To surround an icon with gold was to sanctify it, creating a window or portal into a sacred vision, a sacred space. A sacred work of art can be a potent receptacle for energy. This was exactly why sacred masks in Bali were kept in the temples, and performers were anointed with holy water before and after using them. It's also why icons are often associated with special places of geomantic potency, such as sacred     wells or caves.


Here's a wonderful commentary by Martin Gray, in his truly epic book, Sacred Earth: Places of Peace and Power. He is writing about the Black Madonna of Guadalupe, Spain, the object of  millenia of pilgrimages.

"It is important to consider the legendary description of the icon as having miraculous healing powers. How are these powers to be explained? The current author theorizes that the healing powers of certain icons, statues and images derive in part from their capacity to somehow function as both receptacles and conduits for some manner of spiritual or healing energy. To grasp the implications of this concept, consider the matter of how physical objects, upon being exposed to various types of energy, may actually build up a charge of that energy and then radiate the energy back into the environment. For example, a stone after being removed from a fire continues to give off radiant heat, and a battery having been charged with electric energy thereafter has the capacity to conduct that energy into an electrical appliance. Perhaps, in some currently unexplained manner, sacred sites and sacred objects are able to gather, store, concentrate and radiate energy in a similar way."
He continues with,
"It seems possible that the so-called 'miraculous' healing icons somehow function as storage batteries for the prayer-transmitted spiritual energy of the millions of pilgrims who visit the sacred shrines. These ‘battery-icons,’ continuously charged over hundreds and often thousands of years, act as conduits and radiant sources of the energies they have stored, and it is these energies that are partially responsible for the 'miracles' of healing so often reported at the sacred sites." *

I love the author's use of the term "storage batteries" and receptacles, which affirms my own sense about the creation of sacred art for many years. As someone who used to make amulets for people with crystals, "charging" the crystals with intent as well as chosing the crystals, stones, colors and symbols to fit the needs of a particular client..............why should an icon, a sacred mask, a revered reliquary, not function as a crystal as well, "crystallizing" and recording psychic, geomantic, and emotional input?**

I am not saying in this entry that "all art" has to be sacred, all art has to have contemplative or spiritual intention. We would have a very dull world, with universal scapegoating and projection, if there was no room for the secular and profane. Heretics would be much in demand. But its no secret that modernism has gone way, way too far in the other direction.

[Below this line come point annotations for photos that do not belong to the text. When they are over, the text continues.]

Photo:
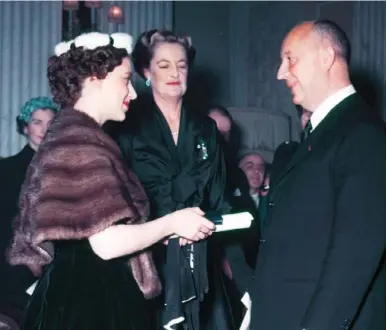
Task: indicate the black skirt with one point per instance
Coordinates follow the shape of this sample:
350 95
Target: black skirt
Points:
80 291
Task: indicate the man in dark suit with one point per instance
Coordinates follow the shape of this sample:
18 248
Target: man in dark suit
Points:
320 264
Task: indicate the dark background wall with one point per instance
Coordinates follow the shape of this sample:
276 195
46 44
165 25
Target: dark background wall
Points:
238 44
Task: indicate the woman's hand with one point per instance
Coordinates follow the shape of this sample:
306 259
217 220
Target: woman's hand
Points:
190 225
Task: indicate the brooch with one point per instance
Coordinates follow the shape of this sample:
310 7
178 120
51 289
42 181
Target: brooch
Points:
202 148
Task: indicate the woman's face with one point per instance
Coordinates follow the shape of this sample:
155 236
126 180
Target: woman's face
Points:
116 91
168 71
37 127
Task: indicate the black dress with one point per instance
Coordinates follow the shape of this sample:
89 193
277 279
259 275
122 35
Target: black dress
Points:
80 291
14 280
187 174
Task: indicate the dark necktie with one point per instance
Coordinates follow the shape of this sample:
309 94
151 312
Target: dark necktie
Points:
307 130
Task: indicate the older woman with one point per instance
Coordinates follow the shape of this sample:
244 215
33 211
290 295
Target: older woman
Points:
82 205
175 151
32 122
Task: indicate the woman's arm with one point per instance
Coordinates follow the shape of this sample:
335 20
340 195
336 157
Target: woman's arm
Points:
120 240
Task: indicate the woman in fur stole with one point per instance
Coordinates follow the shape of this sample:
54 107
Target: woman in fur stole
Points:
82 212
35 116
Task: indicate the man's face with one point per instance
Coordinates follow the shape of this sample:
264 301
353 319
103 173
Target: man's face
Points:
301 68
254 168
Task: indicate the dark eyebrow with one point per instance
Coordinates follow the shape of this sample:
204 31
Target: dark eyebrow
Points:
164 60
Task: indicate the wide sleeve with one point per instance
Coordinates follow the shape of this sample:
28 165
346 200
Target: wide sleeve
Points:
216 186
358 234
71 191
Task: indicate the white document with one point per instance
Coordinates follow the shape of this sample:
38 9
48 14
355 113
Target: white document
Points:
246 301
235 221
31 289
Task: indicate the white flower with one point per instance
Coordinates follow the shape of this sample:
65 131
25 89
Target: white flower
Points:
62 48
122 40
92 40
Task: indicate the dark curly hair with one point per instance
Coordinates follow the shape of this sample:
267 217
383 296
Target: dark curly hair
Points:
147 42
67 72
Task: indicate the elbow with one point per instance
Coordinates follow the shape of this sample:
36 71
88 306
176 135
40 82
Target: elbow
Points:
101 247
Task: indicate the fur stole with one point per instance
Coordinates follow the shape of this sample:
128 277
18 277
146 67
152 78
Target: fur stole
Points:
77 185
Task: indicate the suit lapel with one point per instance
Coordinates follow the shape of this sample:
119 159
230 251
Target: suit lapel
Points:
326 130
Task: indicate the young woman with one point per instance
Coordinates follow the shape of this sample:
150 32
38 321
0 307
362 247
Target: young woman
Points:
82 212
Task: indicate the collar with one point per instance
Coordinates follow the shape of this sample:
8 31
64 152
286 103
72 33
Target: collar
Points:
324 108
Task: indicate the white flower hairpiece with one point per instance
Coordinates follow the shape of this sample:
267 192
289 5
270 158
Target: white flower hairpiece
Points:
93 40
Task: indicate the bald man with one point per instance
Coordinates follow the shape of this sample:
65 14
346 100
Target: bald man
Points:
320 264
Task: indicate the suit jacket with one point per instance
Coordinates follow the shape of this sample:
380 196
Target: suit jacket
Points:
321 260
14 280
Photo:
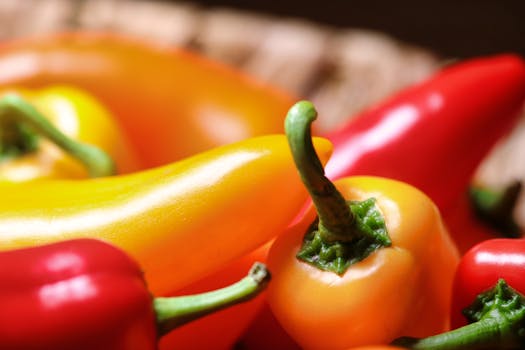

We live in an increasingly de-sacralized world, a disposable world, to our collective sorrow and immediate peril. There are times when I feel overwhelmed with it, overwhelmed with the numbness and indifference, the "sound of silence."


"Tree of Life", Icon, 2005

Martin Gray PO 4111 Sedona, AZ 86340

** I hate the hard edged cynicism people give to the "new age" explorations of the '80's. Yeah, there were certainly excesses, exploitations, and lots of naivete, but is there any public investigation that doesn't have these frailties? I have held many a crystal, and many a "talisman", in the palm of my hand and felt it change my affect and energy system. Radios and computers are basically utilizing crystals - "Silicon Valley"?